Experts are warning that the benefits of economic recovery and growth will only be fully realised if there is continued investment in skills. (http://www.ukces.org.uk/press-release/investment-in-right-skills-key-to-economic-recovery,-warn-experts) The first National Strategic Skills Audit, commissioned by the Government and published by the UK Commission for Employment and Skills (UKCES), claims that the last decade has seen unprecedented increases in the number of people with qualifications.
However, the report warns that if the economic recovery is to continue it is important that future skills development needs are correctly identified and prioritised. If this is not achieved then the country runs the risk of increased skills shortages and under-employment, it says.
It also finds that:
- The number of people reported as ‘not fully proficient’ at their jobs has increased by 400,000 from 1.3m in 2005 to 1.7m in 2009;
- Leadership and management skills and technical skills are in need of particular improvement;
- The UK’s growth in highly skilled jobs is one of the lowest in the OECD.
Comment: Having as many as 1.7m people in this country being ‘not fully proficient’ at their jobs is, perhaps, understandable to anyone with any degree of valid experience of the world of work. Yet it is a damning indictment of ‘UK plc’s’ training and development arrangements.
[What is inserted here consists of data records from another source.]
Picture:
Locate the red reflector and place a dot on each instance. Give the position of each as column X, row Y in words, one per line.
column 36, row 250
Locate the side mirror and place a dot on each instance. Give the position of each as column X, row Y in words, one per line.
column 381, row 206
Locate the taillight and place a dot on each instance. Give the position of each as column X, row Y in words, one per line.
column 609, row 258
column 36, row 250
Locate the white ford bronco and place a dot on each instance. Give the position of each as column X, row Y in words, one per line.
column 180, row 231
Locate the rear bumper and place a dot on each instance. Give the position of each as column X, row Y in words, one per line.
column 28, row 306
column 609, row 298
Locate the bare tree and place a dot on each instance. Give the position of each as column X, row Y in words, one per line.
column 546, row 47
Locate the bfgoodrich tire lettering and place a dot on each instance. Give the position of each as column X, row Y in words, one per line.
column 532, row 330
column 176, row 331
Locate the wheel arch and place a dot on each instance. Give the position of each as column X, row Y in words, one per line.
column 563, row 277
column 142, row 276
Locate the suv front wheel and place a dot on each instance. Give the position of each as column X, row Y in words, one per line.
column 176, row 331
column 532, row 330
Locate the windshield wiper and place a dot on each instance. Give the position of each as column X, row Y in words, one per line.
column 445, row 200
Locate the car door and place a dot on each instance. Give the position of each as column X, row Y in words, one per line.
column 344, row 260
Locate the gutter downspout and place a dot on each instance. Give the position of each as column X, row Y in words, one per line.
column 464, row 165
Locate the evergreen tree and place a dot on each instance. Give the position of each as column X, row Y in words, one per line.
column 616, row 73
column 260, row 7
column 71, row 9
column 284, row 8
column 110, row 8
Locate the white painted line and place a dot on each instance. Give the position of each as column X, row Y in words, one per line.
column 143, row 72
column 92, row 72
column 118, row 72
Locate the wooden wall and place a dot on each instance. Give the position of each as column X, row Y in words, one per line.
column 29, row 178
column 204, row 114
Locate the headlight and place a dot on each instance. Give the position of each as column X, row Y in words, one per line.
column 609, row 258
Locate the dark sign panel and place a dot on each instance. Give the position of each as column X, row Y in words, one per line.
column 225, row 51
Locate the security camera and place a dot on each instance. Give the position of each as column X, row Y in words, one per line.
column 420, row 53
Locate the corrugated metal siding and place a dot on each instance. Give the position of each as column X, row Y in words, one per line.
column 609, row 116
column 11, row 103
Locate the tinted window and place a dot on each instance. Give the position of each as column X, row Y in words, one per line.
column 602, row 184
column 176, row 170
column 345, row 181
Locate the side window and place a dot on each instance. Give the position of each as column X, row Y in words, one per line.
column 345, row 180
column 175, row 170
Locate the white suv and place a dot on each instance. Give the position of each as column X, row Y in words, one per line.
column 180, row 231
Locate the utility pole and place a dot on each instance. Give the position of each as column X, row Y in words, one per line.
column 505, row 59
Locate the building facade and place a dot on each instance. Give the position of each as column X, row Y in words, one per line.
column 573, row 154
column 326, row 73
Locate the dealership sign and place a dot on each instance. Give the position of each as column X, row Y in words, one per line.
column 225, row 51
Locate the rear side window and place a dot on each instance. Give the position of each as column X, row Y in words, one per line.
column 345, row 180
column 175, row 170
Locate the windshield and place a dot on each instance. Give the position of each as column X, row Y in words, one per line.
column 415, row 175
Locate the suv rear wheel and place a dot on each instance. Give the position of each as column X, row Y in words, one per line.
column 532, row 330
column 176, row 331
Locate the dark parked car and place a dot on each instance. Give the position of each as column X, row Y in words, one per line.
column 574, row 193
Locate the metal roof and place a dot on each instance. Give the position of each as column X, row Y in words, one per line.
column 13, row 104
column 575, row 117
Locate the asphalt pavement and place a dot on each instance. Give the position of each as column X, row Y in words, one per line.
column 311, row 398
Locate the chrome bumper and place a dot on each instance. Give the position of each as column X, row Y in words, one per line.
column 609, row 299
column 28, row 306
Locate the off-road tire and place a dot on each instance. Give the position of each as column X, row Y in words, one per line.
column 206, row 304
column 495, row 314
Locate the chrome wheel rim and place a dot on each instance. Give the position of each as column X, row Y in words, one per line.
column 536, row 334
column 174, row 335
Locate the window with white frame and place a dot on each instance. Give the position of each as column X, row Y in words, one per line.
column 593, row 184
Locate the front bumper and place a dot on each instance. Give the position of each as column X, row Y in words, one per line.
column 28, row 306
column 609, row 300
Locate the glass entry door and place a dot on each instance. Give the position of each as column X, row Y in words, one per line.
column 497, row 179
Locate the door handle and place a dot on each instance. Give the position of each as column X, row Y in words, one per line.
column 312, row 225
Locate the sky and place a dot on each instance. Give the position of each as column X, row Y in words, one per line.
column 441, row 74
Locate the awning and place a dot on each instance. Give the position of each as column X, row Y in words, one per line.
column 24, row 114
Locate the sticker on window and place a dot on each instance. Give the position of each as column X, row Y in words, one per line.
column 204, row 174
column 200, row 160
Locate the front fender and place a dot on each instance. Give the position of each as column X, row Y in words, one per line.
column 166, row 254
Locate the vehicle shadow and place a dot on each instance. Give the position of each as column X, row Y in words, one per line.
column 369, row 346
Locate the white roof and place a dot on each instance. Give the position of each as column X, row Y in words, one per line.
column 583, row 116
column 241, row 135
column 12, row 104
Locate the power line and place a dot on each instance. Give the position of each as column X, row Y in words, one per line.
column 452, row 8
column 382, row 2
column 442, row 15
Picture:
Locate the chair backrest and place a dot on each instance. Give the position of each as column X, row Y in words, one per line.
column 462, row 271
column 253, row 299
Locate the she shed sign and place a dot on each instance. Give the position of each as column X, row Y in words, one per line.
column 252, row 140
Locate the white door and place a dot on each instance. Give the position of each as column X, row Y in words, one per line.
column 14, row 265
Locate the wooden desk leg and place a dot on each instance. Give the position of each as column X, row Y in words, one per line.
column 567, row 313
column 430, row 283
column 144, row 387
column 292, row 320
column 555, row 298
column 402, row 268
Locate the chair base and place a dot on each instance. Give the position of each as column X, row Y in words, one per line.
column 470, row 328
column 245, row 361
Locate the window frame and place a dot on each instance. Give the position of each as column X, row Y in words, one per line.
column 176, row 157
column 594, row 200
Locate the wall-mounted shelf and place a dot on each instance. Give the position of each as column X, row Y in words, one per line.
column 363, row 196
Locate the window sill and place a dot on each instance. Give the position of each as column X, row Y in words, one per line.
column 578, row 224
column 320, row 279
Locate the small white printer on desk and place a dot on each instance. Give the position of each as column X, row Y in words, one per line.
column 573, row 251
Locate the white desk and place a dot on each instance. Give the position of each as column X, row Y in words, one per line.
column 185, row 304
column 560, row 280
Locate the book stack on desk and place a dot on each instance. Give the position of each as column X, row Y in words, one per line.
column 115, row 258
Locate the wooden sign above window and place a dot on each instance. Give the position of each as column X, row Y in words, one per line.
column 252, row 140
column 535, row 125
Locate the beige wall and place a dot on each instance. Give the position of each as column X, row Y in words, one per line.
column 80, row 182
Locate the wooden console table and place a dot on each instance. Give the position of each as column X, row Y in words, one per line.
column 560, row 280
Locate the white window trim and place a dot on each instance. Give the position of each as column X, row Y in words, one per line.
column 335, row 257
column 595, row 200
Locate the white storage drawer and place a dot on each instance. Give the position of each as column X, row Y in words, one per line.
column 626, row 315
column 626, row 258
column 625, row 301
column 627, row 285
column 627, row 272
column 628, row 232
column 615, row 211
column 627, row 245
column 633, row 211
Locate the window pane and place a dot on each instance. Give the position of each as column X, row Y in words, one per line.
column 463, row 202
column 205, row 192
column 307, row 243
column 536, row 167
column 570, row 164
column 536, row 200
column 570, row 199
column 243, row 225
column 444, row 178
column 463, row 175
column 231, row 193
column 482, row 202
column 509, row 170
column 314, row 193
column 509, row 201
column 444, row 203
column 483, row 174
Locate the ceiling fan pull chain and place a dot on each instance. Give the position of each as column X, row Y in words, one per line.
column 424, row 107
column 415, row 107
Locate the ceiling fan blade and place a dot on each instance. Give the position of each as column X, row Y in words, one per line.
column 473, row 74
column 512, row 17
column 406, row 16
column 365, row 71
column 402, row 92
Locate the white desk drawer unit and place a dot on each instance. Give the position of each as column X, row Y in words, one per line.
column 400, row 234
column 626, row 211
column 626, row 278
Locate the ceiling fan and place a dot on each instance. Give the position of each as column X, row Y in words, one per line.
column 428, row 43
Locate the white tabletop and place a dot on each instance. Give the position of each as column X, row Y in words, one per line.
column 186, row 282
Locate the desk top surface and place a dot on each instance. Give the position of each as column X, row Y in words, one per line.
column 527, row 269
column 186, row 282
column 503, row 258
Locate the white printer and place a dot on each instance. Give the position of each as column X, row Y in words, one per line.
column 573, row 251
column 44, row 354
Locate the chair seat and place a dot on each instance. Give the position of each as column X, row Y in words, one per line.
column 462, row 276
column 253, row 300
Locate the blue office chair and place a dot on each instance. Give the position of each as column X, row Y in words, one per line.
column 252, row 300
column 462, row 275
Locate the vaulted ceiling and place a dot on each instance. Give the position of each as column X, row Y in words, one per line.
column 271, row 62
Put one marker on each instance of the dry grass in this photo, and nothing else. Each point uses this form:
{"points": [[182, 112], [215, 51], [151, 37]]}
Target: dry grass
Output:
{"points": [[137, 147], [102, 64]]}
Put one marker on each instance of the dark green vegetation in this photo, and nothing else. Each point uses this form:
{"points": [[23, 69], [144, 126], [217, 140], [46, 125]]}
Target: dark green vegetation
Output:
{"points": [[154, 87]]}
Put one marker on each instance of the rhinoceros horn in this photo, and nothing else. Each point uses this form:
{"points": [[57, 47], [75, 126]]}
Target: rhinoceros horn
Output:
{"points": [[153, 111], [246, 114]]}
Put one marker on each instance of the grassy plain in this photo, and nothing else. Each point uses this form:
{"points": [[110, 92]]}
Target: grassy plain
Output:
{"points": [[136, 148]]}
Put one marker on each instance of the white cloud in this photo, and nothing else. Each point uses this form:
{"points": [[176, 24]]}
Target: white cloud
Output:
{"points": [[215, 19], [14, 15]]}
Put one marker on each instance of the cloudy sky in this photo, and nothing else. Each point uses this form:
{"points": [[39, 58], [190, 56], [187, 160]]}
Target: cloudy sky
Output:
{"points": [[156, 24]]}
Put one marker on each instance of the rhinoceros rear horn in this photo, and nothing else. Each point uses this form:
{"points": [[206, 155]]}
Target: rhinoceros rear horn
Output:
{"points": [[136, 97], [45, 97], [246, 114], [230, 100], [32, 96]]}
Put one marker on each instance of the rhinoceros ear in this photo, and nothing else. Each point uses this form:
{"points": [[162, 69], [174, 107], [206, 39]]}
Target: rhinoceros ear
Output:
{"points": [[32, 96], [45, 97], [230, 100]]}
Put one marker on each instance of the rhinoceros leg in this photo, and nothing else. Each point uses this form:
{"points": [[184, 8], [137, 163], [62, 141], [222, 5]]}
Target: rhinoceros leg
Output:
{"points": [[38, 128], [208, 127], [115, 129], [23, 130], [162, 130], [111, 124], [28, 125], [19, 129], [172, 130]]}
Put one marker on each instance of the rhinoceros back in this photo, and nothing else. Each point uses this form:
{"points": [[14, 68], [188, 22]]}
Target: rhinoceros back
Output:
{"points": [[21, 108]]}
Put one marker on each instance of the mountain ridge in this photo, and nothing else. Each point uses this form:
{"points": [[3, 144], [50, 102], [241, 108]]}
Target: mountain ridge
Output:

It is particularly worrying when this statistic is taken together with the fact that ‘Leadership and management skills … are in need of particular improvement’.
The UKCES is supposed to ‘provide vigorous and independent challenge, advising government at the highest levels across the UK on employment and skills strategy, targets, policies and progress towards challenging competitiveness goals’.
This report would suggest that those at the top of their industries and professions are deficient in leadership and management skills – and, frankly, are ‘not fully proficient’ at their jobs. The UKCES is to be congratulated on having the courage to point this out to those at the head of the political profession.
No doubt they, like everyone in any sector who has risen to the top, will consider themselves ‘special cases’ and immune from any criticism. After all, developing skills is always something that other people need to do.